In practice, a static referrer and no referrer amount to the same thing so you're right from a practical standpoint. The referrer is not useful.
But that's OK because the system I described does not depend on the referrer header. If a referrer header is available, it will use it as a shortcut to determine that if client was referred by an internal link and potentially bypass the whole redirect process. This saves system and and network use for the majority of cases when the client is an ordinary web browser, but it's not essential and clearly won't be useful when the client is googlebot (or some other robot that does not provide a referrer).

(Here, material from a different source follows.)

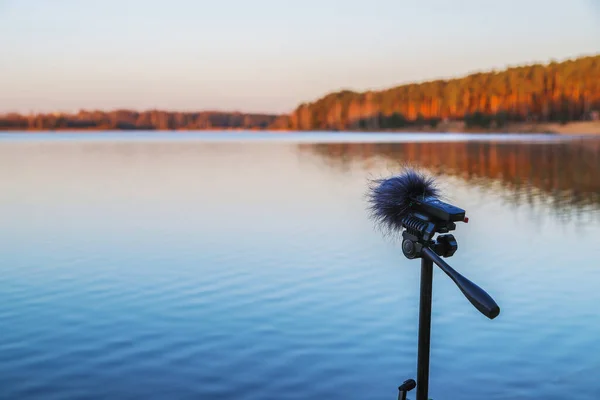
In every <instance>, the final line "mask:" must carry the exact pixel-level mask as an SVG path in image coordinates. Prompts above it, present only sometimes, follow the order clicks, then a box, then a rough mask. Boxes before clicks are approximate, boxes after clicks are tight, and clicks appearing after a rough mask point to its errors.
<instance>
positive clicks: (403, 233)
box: [370, 169, 500, 319]
mask: <svg viewBox="0 0 600 400" xmlns="http://www.w3.org/2000/svg"><path fill="white" fill-rule="evenodd" d="M370 203H371V217H372V218H373V219H374V220H375V221H376V222H378V223H379V224H380V225H381V226H382V227H384V228H387V229H388V230H390V231H394V232H402V239H403V240H402V253H403V254H404V256H405V257H406V258H408V259H411V260H412V259H415V258H425V259H427V260H429V261H431V262H433V263H435V264H436V265H437V266H438V267H440V269H442V271H444V272H445V273H446V275H448V276H449V277H450V279H452V280H453V281H454V283H455V284H456V285H457V286H458V288H459V289H460V290H461V292H462V293H463V294H464V295H465V297H466V298H467V299H468V300H469V301H470V302H471V304H473V306H475V308H477V309H478V310H479V311H480V312H481V313H482V314H483V315H485V316H486V317H488V318H490V319H494V318H496V317H497V316H498V314H499V313H500V308H499V307H498V305H497V304H496V302H495V301H494V300H493V299H492V298H491V297H490V296H489V295H488V294H487V293H486V292H485V291H484V290H483V289H481V288H480V287H479V286H477V285H475V284H474V283H473V282H471V281H469V280H468V279H467V278H465V277H464V276H462V275H460V274H459V273H458V272H456V271H455V270H454V269H453V268H452V267H450V266H449V265H448V264H447V263H446V262H445V261H444V260H442V259H441V258H440V257H445V258H448V257H452V256H453V255H454V253H455V252H456V251H457V250H458V242H457V241H456V238H455V237H454V235H453V234H450V232H452V231H454V230H455V229H456V223H458V222H464V223H468V222H469V219H468V218H467V217H466V215H465V214H466V212H465V210H463V209H462V208H459V207H457V206H455V205H453V204H450V203H446V202H443V201H441V200H440V199H439V190H438V188H437V187H436V185H435V181H434V180H433V178H431V177H427V176H425V175H424V174H420V173H418V172H416V171H415V170H412V169H409V170H406V171H405V172H404V173H403V174H400V175H397V176H394V177H391V178H387V179H382V180H376V181H375V185H374V186H372V187H371V195H370ZM436 234H437V235H438V236H437V237H435V235H436Z"/></svg>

If the client is a googlebot, the filter will see that there's no referrer. It will then check its stateful cache to determine if it has seen this robot recently. If so, it will let the robot right through and the request will be procesed normally. If not, it will issue the slightly obfuscated 301 redirect. When the robot follows this redirect, the filter will be invoked again. This time, it will recognize the robot from its previous visit and will let it through.
claus, I'm glad that you mentioned this search. I looked through those 100 results. Every example that I saw in those results was from a while ago--they were all listed with the Supplemental Result tag. So this is already handled correctly in our main index, and as urls are updated in the supplemental index, those examples should be handled correctly as well.
Thanks for mentioning this search; it's a good point. We've already made some changes to improve our heuristics, and you can see that improvement in the fact that current urls look better than the supplemental urls.